Trials. 2025 Sep 26;26(1):364. doi: 10.1186/s13063-025-09098-w.
Propofol sedation in patients with Obstructive Sleep Apnea (OSA) frequently induces hypoxemia, posing significant clinical risks. Esketamine, an N-Methyl-D-Aspartate (NMDA) receptor antagonist, may reduce propofol requirements while preserving respiratory stability, but its efficacy in OSA patients remains unproven. At the studied dose (0.25 mg/kg), esketamine's potential side effects (transient hypertension) are expected to be mild and self-limited. Therefore, we aimed to test whether low-dose esketamine (0.25 mg/kg) can reduce the incidence of hypoxemia in moderate-to-high risk OSA patients during propofol-based painless gastroscopy.
This single-center, double-blind, randomized controlled superiority trial will enroll 294 patients (STOP-Bang score ≥ 3, 18-90 years, STOP-Bang = Snoring, Tiredness, Observed apnea, Pressure [blood], Body Mass Index [BMI], Age, Neck size, Gender.) undergoing gastroscopy. Participants will be randomized 1:1 to receive either esketamine (0.25 mg/kg) plus propofol or saline placebo plus propofol, stratified by age (18-65 vs. > 65 years) and OSA severity (STOP-Bang 5-6 vs. ≥ 7). The primary outcome is the incidence of hypoxemia (Peripheral Oxygen Saturation [SpO] < 90% for > 10 s). Secondary outcomes include severe hypoxemia (SpO ≤ 75% or ≤ 90% for ≥ 60 s), duration of hypoxemia, emergency airway management, propofol consumption, hemodynamic stability, involuntary body movements, procedure/recovery times, and clinician satisfaction (measured via 10-cm Visual Analog Scale [VAS]).

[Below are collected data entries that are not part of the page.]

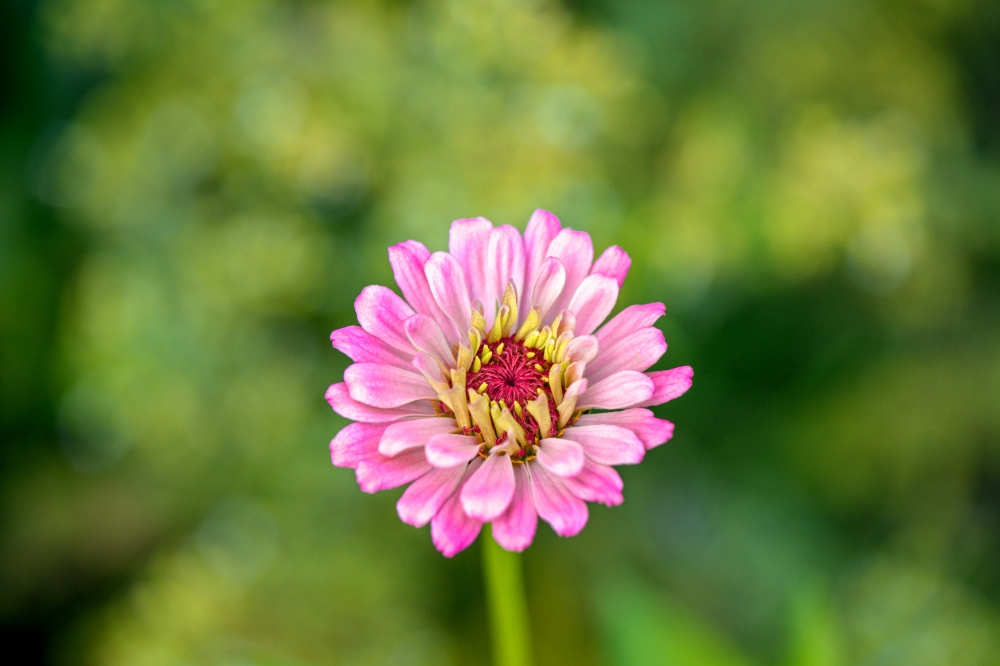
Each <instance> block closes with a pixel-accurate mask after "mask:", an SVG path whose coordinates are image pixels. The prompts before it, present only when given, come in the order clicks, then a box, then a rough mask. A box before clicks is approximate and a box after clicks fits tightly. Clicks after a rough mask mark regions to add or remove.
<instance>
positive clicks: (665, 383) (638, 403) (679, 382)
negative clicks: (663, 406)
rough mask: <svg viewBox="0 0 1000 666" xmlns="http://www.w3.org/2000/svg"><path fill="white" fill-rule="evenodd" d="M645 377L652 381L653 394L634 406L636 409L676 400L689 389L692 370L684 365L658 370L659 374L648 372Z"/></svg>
mask: <svg viewBox="0 0 1000 666" xmlns="http://www.w3.org/2000/svg"><path fill="white" fill-rule="evenodd" d="M646 376H647V377H649V378H650V379H651V380H653V392H652V394H651V395H650V396H649V398H647V399H644V400H642V401H641V402H638V403H636V404H635V406H636V407H652V406H654V405H662V404H663V403H665V402H667V401H669V400H673V399H674V398H678V397H680V396H682V395H684V394H685V393H687V390H688V389H689V388H691V379H692V377H694V369H692V368H691V366H690V365H684V366H681V367H679V368H671V369H670V370H660V371H659V372H648V373H646Z"/></svg>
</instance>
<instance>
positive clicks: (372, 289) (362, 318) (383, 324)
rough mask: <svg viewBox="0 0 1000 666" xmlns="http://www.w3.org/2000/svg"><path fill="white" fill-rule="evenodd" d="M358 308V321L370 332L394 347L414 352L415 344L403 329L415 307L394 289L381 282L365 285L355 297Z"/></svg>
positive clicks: (354, 304)
mask: <svg viewBox="0 0 1000 666" xmlns="http://www.w3.org/2000/svg"><path fill="white" fill-rule="evenodd" d="M354 311H355V312H357V313H358V323H359V324H361V328H363V329H364V330H365V331H366V332H368V333H371V334H372V335H373V336H375V337H376V338H378V339H379V340H381V341H383V342H385V343H386V344H387V345H389V346H391V347H393V348H394V349H398V350H400V351H402V352H404V353H407V354H412V353H413V347H411V346H410V341H409V340H407V339H406V332H405V331H403V322H404V321H406V318H407V317H411V316H413V308H411V307H410V306H409V304H408V303H407V302H406V301H404V300H403V299H402V298H400V297H399V296H397V295H396V292H394V291H393V290H392V289H389V288H388V287H383V286H380V285H377V284H374V285H371V286H369V287H365V288H364V289H362V290H361V293H360V294H359V295H358V297H357V298H356V299H355V300H354Z"/></svg>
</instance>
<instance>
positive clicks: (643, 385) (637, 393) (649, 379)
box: [577, 370, 653, 409]
mask: <svg viewBox="0 0 1000 666" xmlns="http://www.w3.org/2000/svg"><path fill="white" fill-rule="evenodd" d="M651 395H653V380H652V379H650V378H649V377H647V376H646V375H644V374H643V373H641V372H636V371H635V370H622V371H621V372H616V373H615V374H613V375H611V376H610V377H606V378H605V379H602V380H601V381H599V382H597V383H595V384H594V385H592V386H590V387H589V388H588V389H587V391H586V392H585V393H584V394H583V395H582V396H581V397H580V399H579V401H578V402H577V409H584V408H586V407H597V408H598V409H621V408H623V407H632V406H635V405H638V404H639V403H640V402H642V401H644V400H648V399H649V396H651Z"/></svg>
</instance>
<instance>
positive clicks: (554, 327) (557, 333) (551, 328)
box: [549, 312, 562, 338]
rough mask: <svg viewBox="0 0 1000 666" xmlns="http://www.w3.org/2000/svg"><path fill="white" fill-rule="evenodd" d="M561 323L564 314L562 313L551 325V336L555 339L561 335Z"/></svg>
mask: <svg viewBox="0 0 1000 666" xmlns="http://www.w3.org/2000/svg"><path fill="white" fill-rule="evenodd" d="M561 323H562V312H560V313H559V314H557V315H556V318H555V319H553V320H552V323H551V324H550V325H549V331H550V335H551V336H552V337H553V338H554V337H556V336H557V335H559V333H558V331H559V324H561Z"/></svg>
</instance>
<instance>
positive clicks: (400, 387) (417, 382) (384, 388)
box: [344, 363, 437, 408]
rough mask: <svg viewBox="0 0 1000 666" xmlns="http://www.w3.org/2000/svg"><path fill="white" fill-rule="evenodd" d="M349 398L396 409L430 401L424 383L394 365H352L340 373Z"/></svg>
mask: <svg viewBox="0 0 1000 666" xmlns="http://www.w3.org/2000/svg"><path fill="white" fill-rule="evenodd" d="M344 382H345V383H346V384H347V389H348V391H349V392H350V395H351V398H353V399H354V400H357V401H358V402H363V403H365V404H366V405H371V406H372V407H383V408H390V407H399V406H401V405H405V404H406V403H408V402H413V401H414V400H434V399H436V398H437V394H435V393H434V389H432V388H431V387H430V384H428V383H427V380H426V379H424V378H423V377H422V376H420V375H418V374H417V373H415V372H410V371H409V370H403V369H402V368H397V367H396V366H394V365H382V364H378V363H355V364H354V365H350V366H348V367H347V370H344Z"/></svg>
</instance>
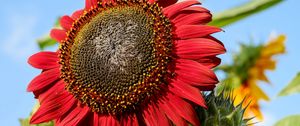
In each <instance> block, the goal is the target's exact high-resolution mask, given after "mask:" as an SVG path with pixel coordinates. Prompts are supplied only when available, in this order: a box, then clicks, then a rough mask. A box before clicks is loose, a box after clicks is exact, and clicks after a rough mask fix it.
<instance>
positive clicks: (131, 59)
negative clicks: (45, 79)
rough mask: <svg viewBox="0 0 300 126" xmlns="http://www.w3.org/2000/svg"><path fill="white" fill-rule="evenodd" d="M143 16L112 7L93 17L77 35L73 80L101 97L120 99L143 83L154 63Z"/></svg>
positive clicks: (147, 17) (70, 62)
mask: <svg viewBox="0 0 300 126" xmlns="http://www.w3.org/2000/svg"><path fill="white" fill-rule="evenodd" d="M150 23H151V21H149V18H148V17H147V15H146V14H145V13H144V12H143V11H141V10H139V8H134V7H122V8H119V7H116V8H111V9H109V10H107V11H104V12H102V13H101V14H98V15H97V16H95V17H94V18H93V19H92V20H91V21H90V22H89V23H87V24H85V25H84V26H83V27H82V29H81V30H80V31H79V32H78V34H77V37H76V38H75V40H74V47H73V48H72V57H71V61H70V64H71V69H72V71H74V74H75V75H76V79H77V80H81V81H82V82H83V83H85V84H91V87H92V88H94V89H97V91H98V92H101V93H102V94H113V95H115V96H117V95H123V94H125V93H127V91H128V88H130V87H131V86H133V85H134V84H136V83H138V81H142V80H143V76H140V75H143V73H145V74H148V72H150V71H145V70H148V69H149V70H150V69H151V66H152V65H155V63H156V62H157V61H156V59H155V56H153V55H151V54H153V52H154V48H153V44H152V43H153V41H154V39H153V37H154V34H153V30H152V28H151V24H150Z"/></svg>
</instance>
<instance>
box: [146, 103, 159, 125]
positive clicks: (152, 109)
mask: <svg viewBox="0 0 300 126" xmlns="http://www.w3.org/2000/svg"><path fill="white" fill-rule="evenodd" d="M143 116H144V120H145V123H146V125H147V126H158V123H157V121H156V120H157V115H156V113H155V112H154V111H153V109H152V106H151V105H148V107H147V109H144V111H143Z"/></svg>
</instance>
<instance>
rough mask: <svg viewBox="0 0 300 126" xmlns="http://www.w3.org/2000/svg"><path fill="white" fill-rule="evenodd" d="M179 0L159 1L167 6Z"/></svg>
mask: <svg viewBox="0 0 300 126" xmlns="http://www.w3.org/2000/svg"><path fill="white" fill-rule="evenodd" d="M177 1H178V0H157V3H158V4H159V5H160V6H162V7H167V6H170V5H172V4H175V3H176V2H177Z"/></svg>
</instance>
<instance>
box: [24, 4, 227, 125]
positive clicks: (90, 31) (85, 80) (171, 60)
mask: <svg viewBox="0 0 300 126" xmlns="http://www.w3.org/2000/svg"><path fill="white" fill-rule="evenodd" d="M199 5H200V3H199V2H198V1H196V0H190V1H184V2H180V3H177V1H176V0H159V1H155V0H102V1H100V0H98V1H97V0H86V5H85V8H84V9H82V10H78V11H75V12H74V13H73V14H72V15H71V16H67V15H66V16H63V17H62V18H61V19H60V23H61V26H62V29H52V31H51V33H50V35H51V37H52V38H53V39H55V40H57V41H58V42H59V44H60V46H59V49H58V50H57V51H56V52H47V51H44V52H39V53H36V54H34V55H32V56H31V57H30V58H29V60H28V63H29V64H30V65H32V66H33V67H35V68H38V69H42V73H41V74H40V75H38V76H37V77H35V78H34V79H33V80H32V81H31V83H30V84H29V86H28V89H27V90H28V91H31V92H33V93H34V95H35V97H36V98H37V99H38V100H39V102H40V108H39V109H38V110H37V111H36V112H35V113H34V115H33V116H32V118H31V120H30V123H31V124H38V123H41V122H47V121H50V120H54V121H55V124H56V125H70V126H74V125H91V126H92V125H94V126H98V125H109V126H110V125H132V126H135V125H163V126H165V125H173V124H175V125H178V126H181V125H187V124H192V125H199V121H198V118H197V116H196V113H195V110H194V106H196V105H197V106H202V107H204V108H205V107H206V106H205V100H204V99H203V97H202V95H201V92H200V91H206V90H212V89H213V88H214V87H215V84H216V83H218V79H217V77H216V76H215V74H214V72H213V71H212V70H211V68H214V67H215V66H217V65H219V63H220V59H219V58H217V57H216V55H219V54H222V53H224V52H225V49H224V46H223V44H222V43H221V42H220V41H218V40H217V39H215V38H214V37H212V36H211V34H212V33H216V32H219V31H221V30H220V29H219V28H216V27H212V26H206V25H205V24H207V23H208V22H209V21H211V14H210V12H209V11H208V10H207V9H205V8H202V7H200V6H199Z"/></svg>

This protocol rigorously evaluates esketamine's potential to improve sedation safety in OSA patients, addressing a critical gap in peri-procedural care.

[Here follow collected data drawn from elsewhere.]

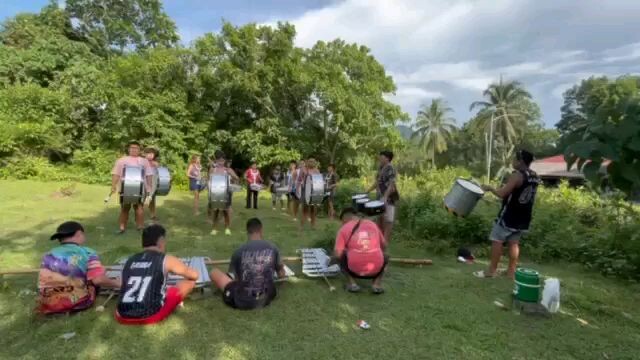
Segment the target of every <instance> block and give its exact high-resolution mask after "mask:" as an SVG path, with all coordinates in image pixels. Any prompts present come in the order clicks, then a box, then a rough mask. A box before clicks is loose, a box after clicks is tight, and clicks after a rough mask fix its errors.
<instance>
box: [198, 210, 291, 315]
mask: <svg viewBox="0 0 640 360" xmlns="http://www.w3.org/2000/svg"><path fill="white" fill-rule="evenodd" d="M247 234H248V236H249V241H248V242H247V243H245V244H244V245H242V246H241V247H240V248H239V249H238V250H236V251H235V252H234V253H233V256H231V262H230V264H229V273H230V274H232V276H233V278H232V276H229V275H228V274H225V273H224V272H222V271H221V270H219V269H213V270H212V271H211V274H210V275H211V279H212V281H213V283H214V284H215V285H216V287H217V288H218V289H220V290H222V299H223V301H224V303H225V304H227V305H228V306H230V307H232V308H235V309H241V310H250V309H257V308H262V307H265V306H267V305H269V304H270V303H271V301H272V300H273V299H274V298H275V297H276V295H277V290H276V286H275V281H274V273H277V274H278V277H279V278H284V277H285V276H286V274H285V270H284V265H283V264H282V259H281V258H280V252H279V251H278V248H277V247H275V246H274V245H272V244H271V243H269V242H267V241H265V240H263V239H264V236H263V232H262V223H261V222H260V220H259V219H258V218H252V219H249V221H247Z"/></svg>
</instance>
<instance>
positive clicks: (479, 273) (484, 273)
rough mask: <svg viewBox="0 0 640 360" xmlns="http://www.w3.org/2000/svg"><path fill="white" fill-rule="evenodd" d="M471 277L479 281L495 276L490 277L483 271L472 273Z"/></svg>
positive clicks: (489, 275)
mask: <svg viewBox="0 0 640 360" xmlns="http://www.w3.org/2000/svg"><path fill="white" fill-rule="evenodd" d="M473 276H475V277H477V278H480V279H493V278H494V277H496V276H497V275H496V274H493V275H490V274H489V273H486V272H485V271H484V270H480V271H474V272H473Z"/></svg>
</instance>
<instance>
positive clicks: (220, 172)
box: [210, 150, 239, 236]
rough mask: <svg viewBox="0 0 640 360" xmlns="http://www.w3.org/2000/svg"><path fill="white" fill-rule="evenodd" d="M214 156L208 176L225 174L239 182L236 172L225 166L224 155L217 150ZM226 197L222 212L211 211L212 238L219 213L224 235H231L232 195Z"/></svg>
mask: <svg viewBox="0 0 640 360" xmlns="http://www.w3.org/2000/svg"><path fill="white" fill-rule="evenodd" d="M214 156H215V161H214V164H213V167H212V168H211V170H210V175H213V174H227V175H229V176H230V177H231V179H233V180H236V181H237V180H239V178H238V175H236V172H235V171H233V169H231V168H229V167H227V166H226V163H225V159H224V153H223V152H222V151H220V150H217V151H216V152H215V154H214ZM227 196H228V199H227V204H226V206H225V209H224V210H220V209H212V215H213V219H212V222H213V229H212V230H211V235H213V236H215V235H217V234H218V230H216V227H217V226H218V215H219V214H220V211H222V216H223V217H224V234H225V235H227V236H229V235H231V199H232V197H233V194H232V193H231V192H229V193H228V194H227Z"/></svg>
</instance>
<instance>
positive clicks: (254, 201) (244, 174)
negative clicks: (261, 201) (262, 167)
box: [244, 161, 264, 209]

Chinese Clinical Trial Registry (ChiCTR2500099420). Registered on March 24, 2025 (Supplementary File 2). Si-Qi Hao is a co-first author with the same contribution as the first author. The corresponding author is Li-Xin An.
阻塞性睡眠呼吸暂停(OSA)患者使用丙泊酚镇静时常常会诱发低氧血症,带来重大临床风险。艾司氯胺酮是一种N-甲基-D-天冬氨酸(NMDA)受体拮抗剂,可能会减少丙泊酚用量,同时维持呼吸稳定性,但其对OSA患者的疗效尚未得到证实。在研究剂量(0.25mg/kg)下,预计艾司氯胺酮的潜在副作用(短暂性高血压)较为轻微且具有自限性。因此,我们旨在测试低剂量艾司氯胺酮(0.25mg/kg)能否降低中高风险OSA患者在丙泊酚无痛胃镜检查期间低氧血症的发生率。

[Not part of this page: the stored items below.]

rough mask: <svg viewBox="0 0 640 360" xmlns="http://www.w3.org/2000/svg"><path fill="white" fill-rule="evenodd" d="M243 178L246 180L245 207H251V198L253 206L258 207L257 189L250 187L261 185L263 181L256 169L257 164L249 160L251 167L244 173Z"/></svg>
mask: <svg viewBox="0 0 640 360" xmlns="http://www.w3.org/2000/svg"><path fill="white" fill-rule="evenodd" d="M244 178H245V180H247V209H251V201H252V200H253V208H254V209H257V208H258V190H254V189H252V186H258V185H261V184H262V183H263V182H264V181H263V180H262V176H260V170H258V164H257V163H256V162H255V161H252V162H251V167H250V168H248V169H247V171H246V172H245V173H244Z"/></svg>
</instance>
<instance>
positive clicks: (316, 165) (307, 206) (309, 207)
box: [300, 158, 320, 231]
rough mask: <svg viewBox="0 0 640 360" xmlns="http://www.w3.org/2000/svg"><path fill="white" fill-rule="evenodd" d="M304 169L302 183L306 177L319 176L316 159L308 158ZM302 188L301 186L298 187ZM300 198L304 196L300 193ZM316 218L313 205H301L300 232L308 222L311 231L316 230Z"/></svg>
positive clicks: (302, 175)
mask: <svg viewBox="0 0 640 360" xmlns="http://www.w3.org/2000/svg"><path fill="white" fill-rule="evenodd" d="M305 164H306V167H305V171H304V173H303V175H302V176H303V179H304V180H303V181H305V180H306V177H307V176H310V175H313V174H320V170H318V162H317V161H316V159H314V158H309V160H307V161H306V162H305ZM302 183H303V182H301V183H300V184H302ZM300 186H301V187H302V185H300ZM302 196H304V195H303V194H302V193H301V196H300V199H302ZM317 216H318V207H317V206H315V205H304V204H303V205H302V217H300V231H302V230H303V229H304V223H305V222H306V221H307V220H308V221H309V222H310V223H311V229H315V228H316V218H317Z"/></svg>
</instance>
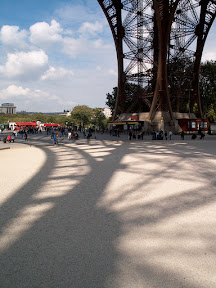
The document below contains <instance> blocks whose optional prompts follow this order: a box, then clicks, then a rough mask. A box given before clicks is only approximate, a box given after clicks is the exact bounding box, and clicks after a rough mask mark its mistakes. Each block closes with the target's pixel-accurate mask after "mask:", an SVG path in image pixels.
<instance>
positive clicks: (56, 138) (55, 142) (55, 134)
mask: <svg viewBox="0 0 216 288" xmlns="http://www.w3.org/2000/svg"><path fill="white" fill-rule="evenodd" d="M55 144H57V137H56V134H53V145H55Z"/></svg>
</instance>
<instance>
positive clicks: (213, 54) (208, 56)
mask: <svg viewBox="0 0 216 288" xmlns="http://www.w3.org/2000/svg"><path fill="white" fill-rule="evenodd" d="M211 60H213V61H215V60H216V52H215V51H206V52H204V53H203V57H202V61H203V62H205V61H211Z"/></svg>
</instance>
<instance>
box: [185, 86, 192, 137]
mask: <svg viewBox="0 0 216 288" xmlns="http://www.w3.org/2000/svg"><path fill="white" fill-rule="evenodd" d="M185 91H188V96H189V104H188V110H189V134H190V129H191V121H190V118H191V117H190V113H191V111H190V93H191V92H193V89H191V88H190V89H185Z"/></svg>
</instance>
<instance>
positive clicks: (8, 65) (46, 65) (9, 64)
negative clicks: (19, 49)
mask: <svg viewBox="0 0 216 288" xmlns="http://www.w3.org/2000/svg"><path fill="white" fill-rule="evenodd" d="M47 65H48V56H47V55H46V54H45V52H44V51H43V50H38V51H30V52H16V53H9V54H8V55H7V62H6V64H5V66H0V74H2V75H3V76H6V77H8V78H19V77H21V78H26V79H35V78H38V77H39V76H40V75H41V74H42V73H43V72H44V71H45V70H46V69H47Z"/></svg>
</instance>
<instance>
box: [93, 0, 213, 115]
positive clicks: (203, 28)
mask: <svg viewBox="0 0 216 288" xmlns="http://www.w3.org/2000/svg"><path fill="white" fill-rule="evenodd" d="M98 3H99V4H100V6H101V7H102V9H103V11H104V14H105V16H106V18H107V20H108V23H109V25H110V28H111V31H112V34H113V38H114V42H115V46H116V53H117V61H118V75H119V76H118V93H119V95H118V97H117V98H118V99H117V102H118V103H117V106H118V105H119V107H120V110H121V111H122V112H123V111H125V106H124V102H125V101H126V98H125V96H124V91H123V90H124V83H125V80H127V81H131V82H133V83H137V84H138V85H139V86H141V87H144V86H143V85H144V83H150V85H151V89H152V92H151V93H150V94H151V97H150V98H148V99H149V101H150V102H151V108H150V118H152V115H153V113H154V111H155V110H156V109H158V108H159V109H165V110H167V111H169V112H170V118H171V119H173V115H172V103H174V102H175V101H174V99H175V97H177V96H175V93H174V94H173V95H169V89H168V77H178V75H177V73H178V71H172V72H170V71H169V72H168V73H169V75H167V67H169V63H170V62H172V63H173V62H175V61H177V59H188V58H190V59H191V60H192V61H193V62H194V68H193V69H194V72H193V73H194V79H193V80H192V84H193V87H194V91H195V93H194V95H195V96H194V95H192V96H191V99H192V104H194V103H195V102H196V103H198V105H200V104H199V102H200V101H199V91H198V81H199V80H198V79H199V65H200V61H201V56H202V51H203V47H204V44H205V41H206V38H207V35H208V33H209V30H210V28H211V26H212V23H213V21H214V19H215V15H216V0H201V1H200V0H98ZM168 70H169V69H168ZM170 73H173V76H172V74H171V75H170ZM181 77H187V75H186V74H185V75H184V73H183V74H182V75H181ZM144 90H145V91H149V88H148V89H144ZM174 90H175V89H173V91H174ZM146 93H147V92H146ZM148 95H149V92H148ZM153 95H154V96H153ZM181 97H182V96H181V95H180V94H179V93H178V99H181ZM141 99H143V95H142V97H140V96H139V95H134V102H136V103H137V101H139V100H141ZM170 99H172V101H171V100H170ZM117 106H116V110H117ZM199 109H200V113H201V107H199Z"/></svg>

这项单中心、双盲、随机对照优势试验将纳入294例接受胃镜检查的患者(STOP-Bang评分≥3,年龄18 - 90岁,STOP-Bang = 打鼾、疲倦、观察到的呼吸暂停、血压、体重指数[BMI]、年龄、颈围、性别)。参与者将按1:1随机分组,接受艾司氯胺酮(0.25mg/kg)加丙泊酚或生理盐水安慰剂加丙泊酚,并按年龄(18 - 65岁与>65岁)和OSA严重程度(STOP-Bang 5 - 6分与≥7分)分层。主要结局是低氧血症的发生率(外周血氧饱和度[SpO] < 90%持续>10秒)。次要结局包括严重低氧血症(SpO≤75%或≤90%持续≥60秒)、低氧血症持续时间、紧急气道管理、丙泊酚用量、血流动力学稳定性、不自主身体运动、操作/恢复时间以及临床医生满意度(通过10厘米视觉模拟量表[VAS]测量)。
本方案严格评估了艾司氯胺酮改善OSA患者镇静安全性的潜力,填补了围手术期护理中的一个关键空白。
中国临床试验注册中心(ChiCTR2500099420)。于2025年3月24日注册(补充文件2)。郝思齐是共同第一作者,贡献与第一作者相同。通讯作者是安立新。